Albulena Haxhiu è stata eletta presidente dell’Assemblea del Kosovo con 62 voti favorevoli, 16 contrari e 13 astensioni. Con questo voto, Haxhiu guiderà la 11ª legislatura dell’Assemblea del Kosovo, nata dalle elezioni parlamentari del 7 giugno. La sessione costitutiva dell’Assemblea è ripresa dopo oltre un mese di blocco istituzionale, concentrandosi sull’elezione del presidente e dei vicepresidenti dell’Assemblea.

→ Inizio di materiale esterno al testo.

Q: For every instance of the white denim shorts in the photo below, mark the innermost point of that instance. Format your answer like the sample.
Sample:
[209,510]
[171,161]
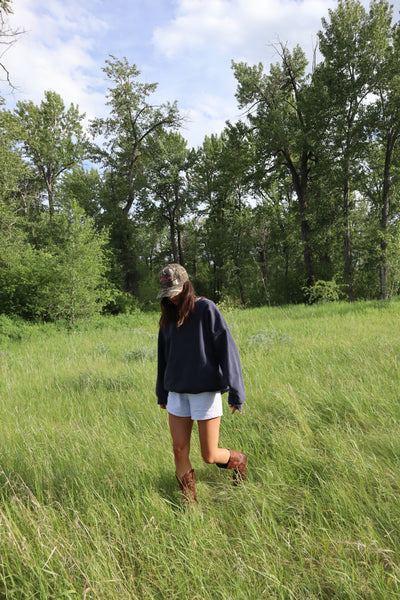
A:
[199,407]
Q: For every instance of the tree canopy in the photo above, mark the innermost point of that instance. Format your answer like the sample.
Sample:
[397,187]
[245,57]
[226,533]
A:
[297,201]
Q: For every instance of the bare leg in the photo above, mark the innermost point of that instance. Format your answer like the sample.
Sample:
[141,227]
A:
[181,430]
[209,438]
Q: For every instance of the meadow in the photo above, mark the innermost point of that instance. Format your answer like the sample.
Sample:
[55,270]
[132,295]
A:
[89,505]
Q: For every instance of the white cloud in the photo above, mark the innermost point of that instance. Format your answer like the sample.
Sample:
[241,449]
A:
[238,26]
[54,53]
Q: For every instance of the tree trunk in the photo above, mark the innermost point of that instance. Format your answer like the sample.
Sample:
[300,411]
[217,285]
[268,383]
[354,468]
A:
[390,143]
[348,267]
[300,184]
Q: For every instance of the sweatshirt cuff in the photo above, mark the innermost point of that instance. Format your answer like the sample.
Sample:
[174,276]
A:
[234,400]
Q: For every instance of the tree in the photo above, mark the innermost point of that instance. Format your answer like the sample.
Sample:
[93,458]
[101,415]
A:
[279,111]
[169,199]
[352,48]
[131,123]
[52,139]
[385,119]
[219,182]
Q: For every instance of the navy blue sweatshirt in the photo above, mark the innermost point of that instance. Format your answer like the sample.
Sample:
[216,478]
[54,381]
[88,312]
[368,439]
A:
[199,356]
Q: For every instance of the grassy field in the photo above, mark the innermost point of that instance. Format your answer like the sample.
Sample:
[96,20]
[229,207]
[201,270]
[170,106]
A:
[89,507]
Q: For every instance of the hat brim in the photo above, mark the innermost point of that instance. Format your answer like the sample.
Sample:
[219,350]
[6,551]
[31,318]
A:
[169,292]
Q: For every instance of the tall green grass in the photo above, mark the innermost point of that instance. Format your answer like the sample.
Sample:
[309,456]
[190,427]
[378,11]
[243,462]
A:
[89,506]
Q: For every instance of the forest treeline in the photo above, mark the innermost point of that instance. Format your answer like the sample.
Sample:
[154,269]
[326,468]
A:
[297,201]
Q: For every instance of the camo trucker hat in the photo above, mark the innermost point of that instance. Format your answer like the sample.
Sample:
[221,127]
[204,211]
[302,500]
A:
[172,277]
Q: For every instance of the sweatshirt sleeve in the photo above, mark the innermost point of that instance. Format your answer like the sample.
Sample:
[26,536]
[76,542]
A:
[162,394]
[228,358]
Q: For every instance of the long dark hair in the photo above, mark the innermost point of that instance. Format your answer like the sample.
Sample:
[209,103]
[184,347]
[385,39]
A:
[178,313]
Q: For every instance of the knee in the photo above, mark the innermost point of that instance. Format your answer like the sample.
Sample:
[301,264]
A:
[208,457]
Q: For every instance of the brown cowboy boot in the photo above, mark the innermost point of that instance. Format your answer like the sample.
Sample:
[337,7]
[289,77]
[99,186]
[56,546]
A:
[188,488]
[238,462]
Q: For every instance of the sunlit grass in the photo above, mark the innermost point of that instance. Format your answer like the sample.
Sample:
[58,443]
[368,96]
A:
[89,506]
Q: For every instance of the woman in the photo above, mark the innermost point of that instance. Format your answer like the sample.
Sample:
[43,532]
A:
[197,362]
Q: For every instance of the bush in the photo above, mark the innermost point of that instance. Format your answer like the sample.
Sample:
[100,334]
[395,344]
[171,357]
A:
[324,291]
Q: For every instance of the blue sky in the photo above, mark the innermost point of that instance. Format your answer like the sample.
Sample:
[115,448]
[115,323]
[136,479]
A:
[186,46]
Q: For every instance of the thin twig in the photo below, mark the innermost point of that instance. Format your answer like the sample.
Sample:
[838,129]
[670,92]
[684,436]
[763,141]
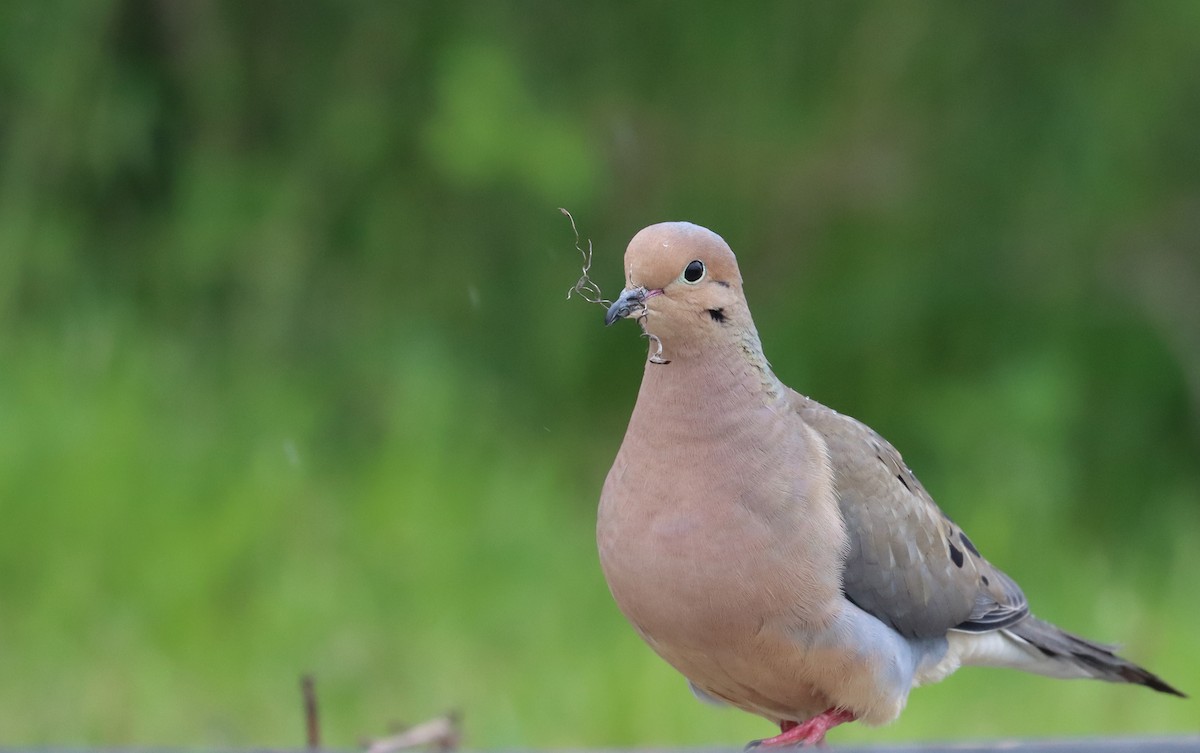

Prima dell’inizio della sessione, il presidente del Movimento Vetevendosje e primo ministro in carica, Albin Kurti, ha dichiarato che i soggetti politici avevano raggiunto un accordo politico per superare l’impasse istituzionale. Tuttavia, ha sottolineato che l’accordo deve tradursi in voti concreti all’interno dell’Assemblea. “Abbiamo un accordo politico, l’abbiamo chiesto, ma naturalmente l’accordo politico deve anche garantirci i numeri, in modo da evitare nuove elezioni”, ha dichiarato Kurti.
Il primo ministro in carica ha avvertito che solo la costituzione dell’Assemblea e la formazione del Governo non sono sufficienti per evitare un’ulteriore crisi politica. Secondo lui, resta anche un anello decisivo: l’elezione del presidente del paese. «La costituzione dell’Assemblea e la formazione del Governo non evitano nuove elezioni, se non eleggiamo anche il Presidente», ha detto Kurti.
Ha sottolineato che per l’elezione del presidente è necessaria la presenza di due terzi dei deputati in aula, qualificando la garanzia di questa assenza come una delle principali sfide che l’accordo politico dovrà affrontare. Riguardo alla candidatura comune per il presidente, il professor Bekim Sejdiu, Kurti ha detto che è necessario garantire la partecipazione di tutti i deputati facenti parte dell’accordo o ottenere voti aggiuntivi. «È essenziale che tutti i deputati dell’accordo siano presenti, per il nostro candidato comune, professor Bekim Sejdiu, oppure avere deputati aggiuntivi», ha dichiarato.
Pertanto, nonostante l’incertezza precedente sui numeri, Kurti aveva confermato che la Vetëvendosje avrebbe risposto positivamente all’invito a proseguire la sessione costitutiva. “Poiché abbiamo un accordo politico e il presidente della seduta, il deputato più anziano Avni Dehari, ha convocato la seduta costitutiva, noi rispondiamo positivamente a tale invito”, ha detto Kurti.